Katherine Summers said...

Nikki James and her Tony can be viewed here: http://www.youtube.com/watch?v=6qpZBJdbVL8

Speaking, of the Tonys, I'd love to hear your take on Alice Ripley's acceptance speech for "Next to Normal" a couple of years ago--I have zero recollection of what she said, just how LOUD she spoke.

I would also be interested in seeing speeches by political spouses--Michelle Obama is kind of a gimme, but I've never seen anything by Laura Bush, for instance. I think it would be interested to see any such woman (as they are often women) speaking as a both a surrogate and a loving wife while balancing (at least in modern times) her own agency.

Other fascinating women that come to mind would be Madeline Albright, Condoleeza Rice, Francis Perkins, and Shirley Chisholm. Part of me would also be interested in hearing a man speaking well about women, as it seems to be so rarely done, although this blog may not be the place for that.
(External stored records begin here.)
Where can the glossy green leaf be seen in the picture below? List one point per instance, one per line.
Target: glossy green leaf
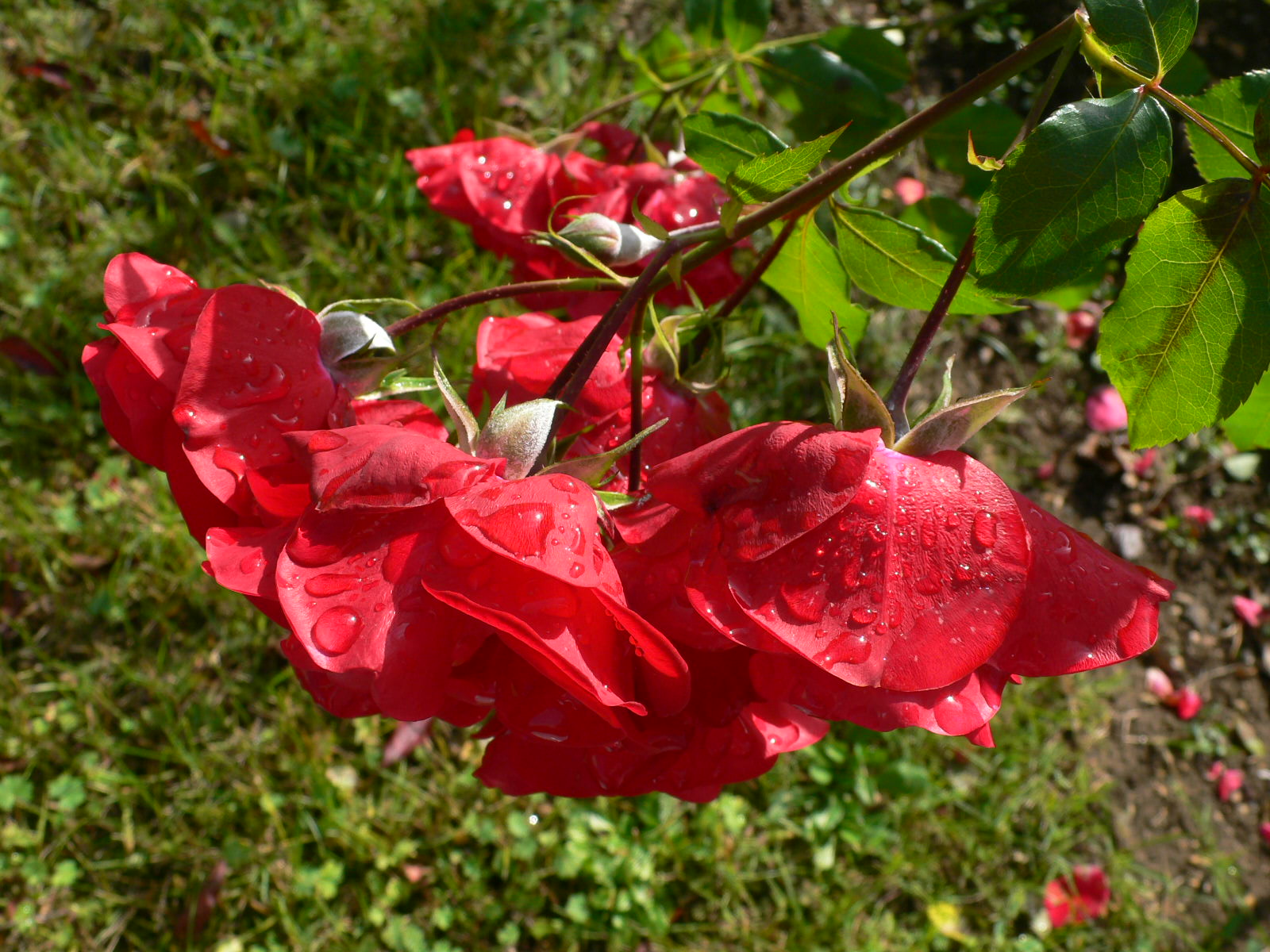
(941, 219)
(899, 264)
(740, 22)
(768, 177)
(1147, 35)
(810, 274)
(1077, 188)
(1232, 107)
(1261, 131)
(721, 143)
(1249, 427)
(952, 425)
(823, 92)
(870, 52)
(994, 126)
(1189, 336)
And what about someone like Dana Perino, who may not have given many formal, scripted speeches but (at least as White House Press Secretary) spoke publicly, on TV, and on the record constantly?

Heather Stubbs said...

I don't know if you'd find any speeches by her, but Nellie McClung was an outspoken Canadian feminist, politician and social activist. 1873-1951. She was instrumental in getting women in Canada accepted as "persons" in 1927, clearing the way for women to enter politics.

Denise Graveline said...

Katherine and Heather, thanks for those suggestions--some are on the list and I'll add the rest. Great ideas!

For the record, speeches by men -- especially about issues related to women, but not exclusively -- are certainly well within this blog's scope.

And finally, my reference to the Tony acceptance speech was not to suggest that there are no copies available. But my preference is to use copyrighted material appropriately, and every version of the speech in question that has been put on YouTube has been removed later. The authoritative version can't be embedded--and my preference is to show video here where you can see it in context.

Thanks again for all the good ideas and your continued interest!